Calmly the British agent shot Rasputin between the eyes.
‘I don’t think we’ll be hearing anymore from him. Now do you have anymore of those lovely cakes left?

It seems that whilst investigating the famous monk’s demise, Richard Cullen, previously a high ranking Metropolitan Police Officer, and a trainer of police cadets in forensic detective work in Russia noticed that Rasputin had a bullet hole in his head, not mentioned in any eyewitness account of his death. Furthermore on viewing the photos of the crime scene, still held in the state archives he noticed a blood trail from the house, and then a large gap and another large blood splatter near the gates of the building.

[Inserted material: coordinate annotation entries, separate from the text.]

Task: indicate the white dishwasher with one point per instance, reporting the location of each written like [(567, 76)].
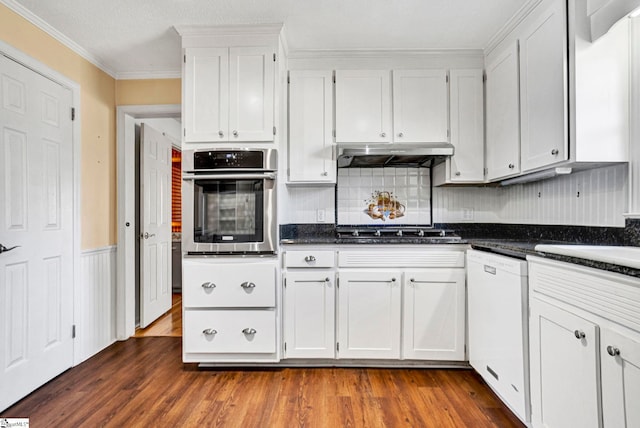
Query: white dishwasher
[(498, 326)]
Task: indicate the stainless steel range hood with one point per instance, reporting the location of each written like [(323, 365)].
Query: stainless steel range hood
[(394, 155)]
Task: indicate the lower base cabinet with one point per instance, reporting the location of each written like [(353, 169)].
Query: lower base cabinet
[(413, 308), (584, 346)]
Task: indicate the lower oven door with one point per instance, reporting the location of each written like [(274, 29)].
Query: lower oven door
[(229, 213)]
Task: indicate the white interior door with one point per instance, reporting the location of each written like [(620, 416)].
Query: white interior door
[(36, 214), (155, 236)]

Thinking this quite strange he re-read all the eye witness accounts and noticed, like the good investigator he was that they didn’t tally and they seemed to be hiding something. Accounts mentioned the mysterious appearance of Oswald Rayner, whom he later identified as a British Secret Intelligence Service operative and found evidence buried in British state papers alluding to his removal of ‘dark forces’; the British code name for Rasputin effectively confirming he had applied the coup de grace. Truth isn’t always is stranger than fiction, but it generally is more interesting.
Very interesting - I've often, well now and and then, wondered at Rasputin's constitution. And I understand that Ian Fleming was advised to take up fiction to exorcise his sadistic fantasies more safely than he might, otherwise, have done.